This is going to be a short series, as I usually keep series tied to the start of a quarter but quarters didn’t really happen on GOV.UK over the last 6 months. We didn’t have firebreaks, we didn’t take breathers really. There’s more structure to working on GOV.UK Pay, however.

Work stuff

On Tuesday, I met with the other leads to talk about how our roadmap is shaping up for Q2. Last week, the teams scored possible work based on our confidence in delivering it, how long we suspected it would take, and whether we knew it was valuable for users. We came out with two big unknowns that needed discovery, a big push on one particular payment type, a cluster of middle-value work, and four month-long improvements to a domain of the platform. The aim in Tuesday’s meeting was to pick some work to take forward.

At the start of the year, the team had worked on developing a North Star metric and accompanying indicators, but they hadn’t yet had chance to use it to influence roadmapping and planning. After a lengthy conversation over the framework and its purpose, I asked whether we could put numbers against any of the measures, but we hadn’t yet taken readings. That’s understandable, everyone has been really busy, so now is a good time to take those readings and embed the framework in our day-to-day work.

We also chatted about finding out what our users need. That’s worked out really well for me in the past, and I used Intercom’s Where do we suck? Where does it matter? framework to take readings of what users need. And that’s why we work in product: we’re guided by users’ needs, not the project we can do now with this many people for this amount of time. It’s not about using your roadmap like a Tetris board, slotting things in perfectly to suit your resources, it’s about delivering incremental value over time and reaching goals.

We regrouped on Thursday and decided that we’d split into two multidisciplinary teams: one focusing on paying users, the other looking at service teams. They’re plenty of opportunities around our admin tools and the team is in a good flow state, meaning the paying users team can ramp up as we onboard new team members. (I’m assuming I’m going to be looking after the paying users team!)

The meeting on Tuesday felt tense but by Thursday we were laughing and joking as we chatted through the next quarter. That shows we’re gelling as a unit, and proves how hard it is to pick up on vibe when working remote. It’s not damaging us though, which is great!

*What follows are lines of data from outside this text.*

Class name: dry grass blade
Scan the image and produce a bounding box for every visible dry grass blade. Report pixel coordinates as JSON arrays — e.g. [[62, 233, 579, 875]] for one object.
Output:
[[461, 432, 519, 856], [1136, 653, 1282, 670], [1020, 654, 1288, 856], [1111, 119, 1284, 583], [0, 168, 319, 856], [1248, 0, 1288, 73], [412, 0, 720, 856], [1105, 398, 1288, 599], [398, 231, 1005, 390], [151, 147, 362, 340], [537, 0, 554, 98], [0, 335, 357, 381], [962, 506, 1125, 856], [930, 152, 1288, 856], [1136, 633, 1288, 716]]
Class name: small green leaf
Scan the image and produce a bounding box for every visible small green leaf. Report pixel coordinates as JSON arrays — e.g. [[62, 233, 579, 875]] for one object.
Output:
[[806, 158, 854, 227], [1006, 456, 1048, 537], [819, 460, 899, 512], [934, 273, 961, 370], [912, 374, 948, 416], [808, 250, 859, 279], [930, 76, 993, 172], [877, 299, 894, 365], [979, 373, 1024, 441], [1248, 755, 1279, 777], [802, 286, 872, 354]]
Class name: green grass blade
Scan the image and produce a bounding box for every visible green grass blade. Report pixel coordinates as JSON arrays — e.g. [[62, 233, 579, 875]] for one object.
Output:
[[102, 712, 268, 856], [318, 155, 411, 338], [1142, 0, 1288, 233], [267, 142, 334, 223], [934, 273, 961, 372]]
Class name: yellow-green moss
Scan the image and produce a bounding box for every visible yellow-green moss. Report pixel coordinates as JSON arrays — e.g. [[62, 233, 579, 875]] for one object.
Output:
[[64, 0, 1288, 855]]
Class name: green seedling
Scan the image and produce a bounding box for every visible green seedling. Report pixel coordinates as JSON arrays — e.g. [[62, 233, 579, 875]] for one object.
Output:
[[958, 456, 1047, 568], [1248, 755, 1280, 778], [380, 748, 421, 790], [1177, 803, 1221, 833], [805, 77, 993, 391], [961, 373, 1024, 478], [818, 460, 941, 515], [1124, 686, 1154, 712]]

On Wednesday, David, our lead developer, chatted with me about making operational improvements to the platform.

Side note: David’s actually a bit of a legend and I’m so glad I get to work with him.

It seems like there’s a heap of good practices already, just that some improvement work hasn’t made it through a team’s kanban board. I wonder whether we’re trying to map enterprise processes onto a small product team. Not sure on that one, will need to reach out to some 20-person SaaS businesses, ask how they handle tech debt and operational things. (It feels like this falls between operational management expected of product managers and the availability and capacity management of lead developers.)

Not-work stuff

Possibly like others, I’m really doing very little outside of work! Welsh lessons are progressing and I’m finding it easier to read and speak Welsh words, my mouth is learning the shapes it has to take to make the sounds.

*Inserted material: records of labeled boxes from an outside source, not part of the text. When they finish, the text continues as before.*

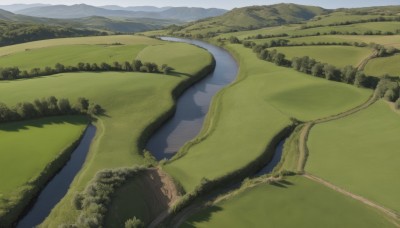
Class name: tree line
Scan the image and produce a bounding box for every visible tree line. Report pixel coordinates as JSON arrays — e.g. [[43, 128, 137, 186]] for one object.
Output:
[[245, 42, 378, 88], [0, 60, 173, 80], [0, 96, 104, 123]]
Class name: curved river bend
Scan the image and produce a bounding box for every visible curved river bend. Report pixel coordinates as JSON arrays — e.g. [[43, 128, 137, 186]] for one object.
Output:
[[17, 125, 96, 228], [147, 37, 238, 160], [17, 37, 283, 228]]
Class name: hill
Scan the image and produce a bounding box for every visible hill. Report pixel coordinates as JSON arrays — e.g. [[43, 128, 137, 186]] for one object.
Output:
[[0, 4, 50, 12], [18, 4, 226, 21], [177, 3, 329, 35]]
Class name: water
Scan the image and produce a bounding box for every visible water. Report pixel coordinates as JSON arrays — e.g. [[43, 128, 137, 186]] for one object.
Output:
[[17, 125, 96, 228], [146, 37, 238, 160]]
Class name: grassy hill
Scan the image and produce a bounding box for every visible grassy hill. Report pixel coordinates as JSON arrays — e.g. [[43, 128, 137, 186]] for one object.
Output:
[[175, 4, 329, 35]]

Couch to 5K is fun, I do enjoy getting out and expending a bit of energy. I will need orthotics for my incredibly flat feet, however.

I’m taking the next week off, to read and have time away from my computer. It’s meant to be glorious so we might have a day at the beach, before the tourists come flooding back.

And just as they arrive, we’ll be making our way back to London. We need to head back to the Big Smoke and pack up our flat, cancel our tenancy. Going to live in North Wales from September onwards, save some cash, avoid the pollution.